The media is also at fault when it portrays Urban areas as modern India. An identifiable shift in media coverage has occurred, with rural areas increasingly losing weight to urban areas on this balance of scales. Rarely does news covering the lives of rural people appear in mainstream newspaper and T.V. channels. Often the ones that do appear are either based on superstitious beliefs, or famine relief. The possible solution in my view is the empowerment of the rural population with journalistic skills. The canons of journalism such as fair and balanced reporting may be compromised in this approach, but certainly the voice that will emerge will be awe inspiring. More importantly, rural people would be able to fill in the communication void existing due to lack of interest showed by mainstream media.
It is also unfortunate that our fourth estate has gone corrupt in its function of a watchdog. Occasional sparks of brilliance do show in events like the Jessica Lal campaign, but by and large topics like environment, global warming, wildlife depletion and governmental misdemeanor in saving them seldom get front page space. The fundamental dilemma that persists in the Indian media scenario today is the disfiguration of its role as a social crusader by strong forces of market economics. Thus the newspaper is now a commodity and the daily news bulletin a product, to be bought by consumers and sold by media retailers. Media cannot be treated as any other profession simply because no other profession has gained the respect as the Fourth Estate of democracy. The only way that the media can be made to wake up to this reality is through putting pressure on it by citizens. Just as the media informs public opinion, so does public opinion influence media decisions. Demanding for news pertaining to the environment or wildlife is as simple as the process can get. Ample forums like blogs, letters to the editors, citizen journalism are present to bring forth this demand.

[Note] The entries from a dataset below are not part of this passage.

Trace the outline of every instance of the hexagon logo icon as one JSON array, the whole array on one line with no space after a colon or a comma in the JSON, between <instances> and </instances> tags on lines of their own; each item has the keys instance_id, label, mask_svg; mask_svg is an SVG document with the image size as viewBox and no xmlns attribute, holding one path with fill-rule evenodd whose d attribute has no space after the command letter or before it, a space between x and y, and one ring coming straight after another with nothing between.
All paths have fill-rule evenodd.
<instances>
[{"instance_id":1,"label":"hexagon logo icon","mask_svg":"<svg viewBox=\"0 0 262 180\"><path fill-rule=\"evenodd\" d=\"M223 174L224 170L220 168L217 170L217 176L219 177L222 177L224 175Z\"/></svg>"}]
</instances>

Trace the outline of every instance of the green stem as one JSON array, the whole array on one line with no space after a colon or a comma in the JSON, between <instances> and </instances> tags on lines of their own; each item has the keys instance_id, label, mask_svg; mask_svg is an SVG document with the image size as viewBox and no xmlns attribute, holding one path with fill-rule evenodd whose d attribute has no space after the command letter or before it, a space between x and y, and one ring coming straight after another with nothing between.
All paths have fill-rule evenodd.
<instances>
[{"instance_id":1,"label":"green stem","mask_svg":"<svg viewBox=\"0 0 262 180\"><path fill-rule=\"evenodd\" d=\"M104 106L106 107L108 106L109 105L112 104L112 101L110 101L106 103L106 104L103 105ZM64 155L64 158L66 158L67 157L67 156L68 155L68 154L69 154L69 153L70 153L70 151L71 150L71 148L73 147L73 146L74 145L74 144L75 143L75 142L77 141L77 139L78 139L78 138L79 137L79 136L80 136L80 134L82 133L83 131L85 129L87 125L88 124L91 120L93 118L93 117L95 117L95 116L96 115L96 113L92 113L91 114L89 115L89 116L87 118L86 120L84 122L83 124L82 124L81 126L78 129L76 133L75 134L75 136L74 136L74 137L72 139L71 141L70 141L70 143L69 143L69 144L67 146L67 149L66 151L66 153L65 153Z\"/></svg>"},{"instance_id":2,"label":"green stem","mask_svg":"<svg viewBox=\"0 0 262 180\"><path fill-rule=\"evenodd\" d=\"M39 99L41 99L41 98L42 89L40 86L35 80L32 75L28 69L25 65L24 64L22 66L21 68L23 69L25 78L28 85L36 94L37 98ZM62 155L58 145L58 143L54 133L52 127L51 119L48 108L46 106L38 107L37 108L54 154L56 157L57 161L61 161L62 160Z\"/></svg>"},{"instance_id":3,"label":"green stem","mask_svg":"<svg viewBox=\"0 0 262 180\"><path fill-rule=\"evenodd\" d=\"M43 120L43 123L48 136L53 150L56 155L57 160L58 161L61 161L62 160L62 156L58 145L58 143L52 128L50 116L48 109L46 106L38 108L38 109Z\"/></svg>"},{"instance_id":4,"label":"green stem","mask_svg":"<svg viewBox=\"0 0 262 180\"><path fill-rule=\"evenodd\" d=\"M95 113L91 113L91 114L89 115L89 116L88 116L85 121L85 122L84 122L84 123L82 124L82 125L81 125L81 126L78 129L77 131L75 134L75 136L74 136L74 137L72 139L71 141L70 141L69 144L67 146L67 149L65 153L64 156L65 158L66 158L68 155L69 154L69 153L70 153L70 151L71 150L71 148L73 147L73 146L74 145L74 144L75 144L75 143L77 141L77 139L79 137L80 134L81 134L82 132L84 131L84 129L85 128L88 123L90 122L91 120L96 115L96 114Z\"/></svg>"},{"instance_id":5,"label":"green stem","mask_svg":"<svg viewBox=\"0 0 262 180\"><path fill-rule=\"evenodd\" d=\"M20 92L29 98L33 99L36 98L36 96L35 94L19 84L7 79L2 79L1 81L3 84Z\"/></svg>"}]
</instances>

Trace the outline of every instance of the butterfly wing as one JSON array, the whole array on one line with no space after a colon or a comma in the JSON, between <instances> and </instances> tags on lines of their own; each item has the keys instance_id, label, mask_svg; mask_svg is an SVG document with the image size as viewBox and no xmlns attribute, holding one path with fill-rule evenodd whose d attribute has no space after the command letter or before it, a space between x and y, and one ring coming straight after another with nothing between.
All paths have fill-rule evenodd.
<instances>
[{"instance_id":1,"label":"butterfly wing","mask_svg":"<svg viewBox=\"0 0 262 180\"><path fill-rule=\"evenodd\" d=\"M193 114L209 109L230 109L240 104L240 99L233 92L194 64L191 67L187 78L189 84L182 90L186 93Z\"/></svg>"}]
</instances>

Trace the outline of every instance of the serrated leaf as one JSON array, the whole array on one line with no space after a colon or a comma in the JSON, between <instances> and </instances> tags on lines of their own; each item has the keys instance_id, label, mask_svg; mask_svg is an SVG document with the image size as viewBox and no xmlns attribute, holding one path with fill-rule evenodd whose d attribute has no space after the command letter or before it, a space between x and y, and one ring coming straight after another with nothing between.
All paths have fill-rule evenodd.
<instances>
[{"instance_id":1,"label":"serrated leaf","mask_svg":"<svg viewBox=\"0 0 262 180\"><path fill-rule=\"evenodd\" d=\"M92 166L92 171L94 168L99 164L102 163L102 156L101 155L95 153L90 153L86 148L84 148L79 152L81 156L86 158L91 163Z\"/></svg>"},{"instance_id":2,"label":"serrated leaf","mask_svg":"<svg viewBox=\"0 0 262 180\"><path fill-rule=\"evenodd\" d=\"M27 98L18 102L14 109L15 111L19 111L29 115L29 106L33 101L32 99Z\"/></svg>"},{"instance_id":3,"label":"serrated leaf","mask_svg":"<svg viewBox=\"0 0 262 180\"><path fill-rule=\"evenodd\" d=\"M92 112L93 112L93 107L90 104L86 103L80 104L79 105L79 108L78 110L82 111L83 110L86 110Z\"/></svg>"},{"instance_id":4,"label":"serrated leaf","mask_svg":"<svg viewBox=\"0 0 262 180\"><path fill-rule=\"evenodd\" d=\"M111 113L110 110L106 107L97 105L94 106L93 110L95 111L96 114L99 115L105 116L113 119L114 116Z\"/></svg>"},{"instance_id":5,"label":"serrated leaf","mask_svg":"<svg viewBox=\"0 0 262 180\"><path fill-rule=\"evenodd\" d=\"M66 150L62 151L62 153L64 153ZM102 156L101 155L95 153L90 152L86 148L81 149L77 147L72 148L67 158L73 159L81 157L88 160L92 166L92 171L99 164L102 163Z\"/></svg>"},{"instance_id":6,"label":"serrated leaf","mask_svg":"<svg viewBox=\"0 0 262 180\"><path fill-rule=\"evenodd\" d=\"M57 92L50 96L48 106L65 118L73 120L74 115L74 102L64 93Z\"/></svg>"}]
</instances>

What I have envisioned is what I try to practice in my life. The institution of the Parliament has not only wide powers within its ambit but also has wide responsibilities on its shoulders. However in the milieu of life we often forget that a democracy in its very essence is a system of checks and balances. Many times this system falters and all of us whether we are judges, lawyers, journalists, parliamentarians, engineers, rickshaw pullers, shop owners or farmers have the collective responsibility to support it. My journey as a student has just started, in the baby step I took from my college to the Parliament.